Nous prenons du code source ouvert, dont vous n’avez peut-être pas l’expertise pour comprendre d’où il vient, et nous ajoutons notre savoir-faire pour que vous sachiez d’où vient ce code. Je dirais que depuis ces vingt dernières années, vous souscrivez à la sécurité dans votre flux de déploiement si vous êtes un client de Red Hat. Y compris lorsque vous combinez des logiciels Red Hat avec d’autres qui ne le sont pas.

Le MagIT : Comment vous comparez-vous à vos concurrents, notamment à VMware et à sa plate-forme applicative Tanzu ?

Matt Hicks : Il s’agit vraiment de choisir la bonne architecture technologique pour tirer le meilleur parti du cloud hybride. Il y a environ un an, la plupart des clients n’étaient attirés que par un seul cloud public et cette tendance était forte aux États-Unis et en Europe, pour diverses raisons.

Je pense que les entreprises ont réalisé que choisir un seul cloud n’était pas pratique pour elles. Elles vont se retrouver dans plusieurs clouds publics, peut-être à la suite d’une acquisition ou de problèmes géopolitiques. Et les environnements sur site, qu’il s’agisse de la technologie mainframe ou autre, ne disparaîtront pas rapidement. Le besoin d’hybride est donc beaucoup plus reconnu aujourd’hui qu’il ne l’était il y a un an ou deux.

Dès lors, la question est de savoir quelle plate-forme technologique les entreprises vont utiliser pour construire et structurer leur empreinte applicative en cloud hybride. VMware a son investissement traditionnel dans la virtualisation et la topologie réseau qui va avec.

« Pour nous, notre cœur est l’innovation dans Linux, ce qui correspond à l’étendre vers les containers. Nous sommes d’autant plus à l’aise avec cela que tous les hyperscalers ont adopté ce modèle. »
Matt HicksPDG, Red Hat

Chez Red Hat, avec IBM, nous avons misé sur les containers. VMware, je pense, a essayé ou a été une sorte d’entrant tardif dans cette technologie, avec Tanzu. Pour nous, notre cœur est l’innovation dans Linux, ce qui correspond à l’étendre vers les containers. Nous sommes d’autant plus à l’aise avec cela que tous les hyperscalers ont adopté ce modèle.

Personnellement, je pense que nous avons une excellente position sur une technologie qui permet aux clients de tirer à la fois le meilleur parti des clouds publics, c’est-à-dire de manière native, et de leurs environnements sur site. Je ne sais pas si la virtualisation aura la même portée et la même flexibilité que les containers pour fonctionner sur la station spatiale internationale, ou pour alimenter les transactions financières de la Deutsche Bank.

VMware, je pense, sera davantage attiré par sa force principale, la virtualisation, mais il reste encore 75 % des charges de travail qui n’ont pas encore été transférées, alors nous verrons comment cela se passe vraiment. Mais je suis assez à l’aise avec le pari des containers et d’OpenShift de notre côté.

LeMagIT : Red Hat a conclu un partenariat stratégique avec Nutanix pour fournir des solutions ouvertes de cloud hybride. Compte tenu de l’incertitude entourant l’acquisition de VMware par Broadcom, constatez-vous un intérêt accru de la part des clients de VMware ?

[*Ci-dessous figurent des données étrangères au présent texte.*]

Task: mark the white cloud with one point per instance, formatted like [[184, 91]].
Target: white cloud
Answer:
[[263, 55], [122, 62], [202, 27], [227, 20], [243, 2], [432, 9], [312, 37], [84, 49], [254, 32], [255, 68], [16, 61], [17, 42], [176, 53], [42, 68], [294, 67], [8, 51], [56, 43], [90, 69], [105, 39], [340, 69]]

Matt Hicks : Les acquisitions sont délicates et il est difficile de prédire les conséquences de celle-ci. Ce que je peux dire, c’est que nous avons un partenariat assez étroit avec VMware aujourd’hui, car la virtualisation offre toujours un bon modèle d’exploitation pour les containers. Je m’attends à ce que nous soyons partenaires de VMware dans le cadre de Broadcom.

Si les clients choisissent de rester sur la base de vSphere, nous continuerons à les servir, même si les containers sont leur technologie de demain.

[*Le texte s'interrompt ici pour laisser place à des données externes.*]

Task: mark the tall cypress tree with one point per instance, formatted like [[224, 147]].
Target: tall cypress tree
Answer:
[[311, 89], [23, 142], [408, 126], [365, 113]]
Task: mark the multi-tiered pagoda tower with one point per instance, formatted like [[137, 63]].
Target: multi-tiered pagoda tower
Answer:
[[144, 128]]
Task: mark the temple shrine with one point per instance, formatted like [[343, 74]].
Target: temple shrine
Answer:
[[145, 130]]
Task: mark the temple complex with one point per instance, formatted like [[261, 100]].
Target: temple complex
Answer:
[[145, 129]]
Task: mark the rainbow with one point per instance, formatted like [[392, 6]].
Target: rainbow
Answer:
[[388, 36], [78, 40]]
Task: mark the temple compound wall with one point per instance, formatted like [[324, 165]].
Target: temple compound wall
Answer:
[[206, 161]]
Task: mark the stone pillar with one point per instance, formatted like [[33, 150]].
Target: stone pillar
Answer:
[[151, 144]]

Nous travaillons également en étroite collaboration avec des entreprises comme Nutanix, qui seront en concurrence sur cette couche centrale. En ce qui nous concerne, nous nous situons vraiment au niveau de l’infrastructure, et nous voulons permettre aux clients d’exécuter des applications, qu’elles soient sur Nutanix, vSphere ou Amazon EC2.

Donc, nous ne nous soucions pas trop de savoir où se trouve le substrat. Et je pense que nous avons beaucoup d’options à offrir aux clients, indépendamment de la façon dont le rachat de VMware se terminera ou de la façon dont le paysage change avec d’autres partenaires.